RBi is collaborating with other international banks to link the fast payment system. File Photo
Business

RBI inks pact with four ASEAN countries to extend UPI services

The Reserve Bank has now joined a multilateral international initiative to enable instant cross-border retail payments by interlinking domestic FPSs.

Express News Service

MUMBAI: In a first step to take the highly successful UPI to the wider world outside, the Reserve Bank Monday entered into an agreement with the Asean countries to create a platform to facilitate instantaneous cross-border retail payments.  

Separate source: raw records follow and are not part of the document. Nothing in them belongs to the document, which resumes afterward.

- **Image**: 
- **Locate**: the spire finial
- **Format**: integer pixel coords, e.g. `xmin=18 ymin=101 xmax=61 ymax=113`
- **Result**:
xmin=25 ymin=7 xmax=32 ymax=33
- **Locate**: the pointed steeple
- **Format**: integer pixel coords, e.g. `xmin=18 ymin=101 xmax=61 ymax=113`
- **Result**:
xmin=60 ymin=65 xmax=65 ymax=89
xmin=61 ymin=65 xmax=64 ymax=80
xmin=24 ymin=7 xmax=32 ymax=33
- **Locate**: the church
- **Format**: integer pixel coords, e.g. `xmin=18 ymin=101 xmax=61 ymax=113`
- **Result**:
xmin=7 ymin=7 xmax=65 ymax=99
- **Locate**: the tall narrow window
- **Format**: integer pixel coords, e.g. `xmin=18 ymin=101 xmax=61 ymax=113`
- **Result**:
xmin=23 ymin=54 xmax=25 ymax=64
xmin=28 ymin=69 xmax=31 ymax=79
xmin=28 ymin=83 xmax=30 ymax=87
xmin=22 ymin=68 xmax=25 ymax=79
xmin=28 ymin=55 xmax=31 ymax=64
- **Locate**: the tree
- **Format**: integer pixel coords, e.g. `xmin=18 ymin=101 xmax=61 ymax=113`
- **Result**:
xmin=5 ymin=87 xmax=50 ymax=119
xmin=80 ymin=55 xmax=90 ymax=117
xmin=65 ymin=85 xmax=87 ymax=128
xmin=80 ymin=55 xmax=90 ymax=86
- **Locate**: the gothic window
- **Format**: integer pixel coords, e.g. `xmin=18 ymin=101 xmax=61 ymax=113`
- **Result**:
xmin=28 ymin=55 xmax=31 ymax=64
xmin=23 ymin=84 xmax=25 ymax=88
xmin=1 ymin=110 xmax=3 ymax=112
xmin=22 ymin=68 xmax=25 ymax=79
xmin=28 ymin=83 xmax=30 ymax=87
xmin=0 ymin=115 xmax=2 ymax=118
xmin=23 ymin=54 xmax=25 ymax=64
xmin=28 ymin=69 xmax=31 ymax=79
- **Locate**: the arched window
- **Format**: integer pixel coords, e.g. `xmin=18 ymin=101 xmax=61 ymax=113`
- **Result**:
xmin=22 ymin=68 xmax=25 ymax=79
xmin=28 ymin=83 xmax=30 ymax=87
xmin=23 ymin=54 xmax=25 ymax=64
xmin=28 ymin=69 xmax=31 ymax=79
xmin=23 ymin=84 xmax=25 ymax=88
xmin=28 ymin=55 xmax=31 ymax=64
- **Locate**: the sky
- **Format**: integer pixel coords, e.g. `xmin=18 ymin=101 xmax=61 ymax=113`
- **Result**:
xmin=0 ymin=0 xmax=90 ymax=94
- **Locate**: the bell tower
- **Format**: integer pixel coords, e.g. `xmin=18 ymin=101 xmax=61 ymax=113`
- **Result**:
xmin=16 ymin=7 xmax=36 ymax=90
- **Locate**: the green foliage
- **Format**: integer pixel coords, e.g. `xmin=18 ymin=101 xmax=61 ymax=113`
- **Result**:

The Reserve Bank has been collaborating bilaterally with various countries to link the fast payments system (FPS) - the unified payments interface (UPI) - with their respective FPSs for cross-border person to person (P2P) and person to merchant (P2M) payments. And the UPI is already active in Singapore and the UAE and a few North African countries.

To achieve the objective, the Reserve Bank has now joined the Project Nexus, a multilateral international initiative to enable instant cross-border retail payments by interlinking domestic FPSs.

Project Nexus, conceptualised by the Innovation Hub of the Bank for International Settlements (BIS), aims to connect the FPSs of four Asean countries (Malaysia, the Philippines, Singapore, and Thailand) and India making them the founding members and first mover countries of this platform.

An agreement to this effect was signed by the BIS and the central banks of these founding countries - Bank Negara Malaysia, Bank of Thailand, Bangko Sentral ng Pilipinas, the Monetary Authority of Singapore, and Reserve Bank of India on June 30, in Basel, Switzerland, the RBI said in a statement.

The platform, which can be extended to more countries, is expected to go live by 2026. Once functional, Nexus will play an important role in making retail cross-border payments efficient, faster, and more cost-effective.

Indonesia, which has been involved from the early stages, continues to be involved as a special observer.

While India and her partner countries can continue to benefit through such bilateral connectivity of FPSs, a multilateral approach will provide further impetus to our efforts in expanding the international reach of Indian payment systems, the RBI said.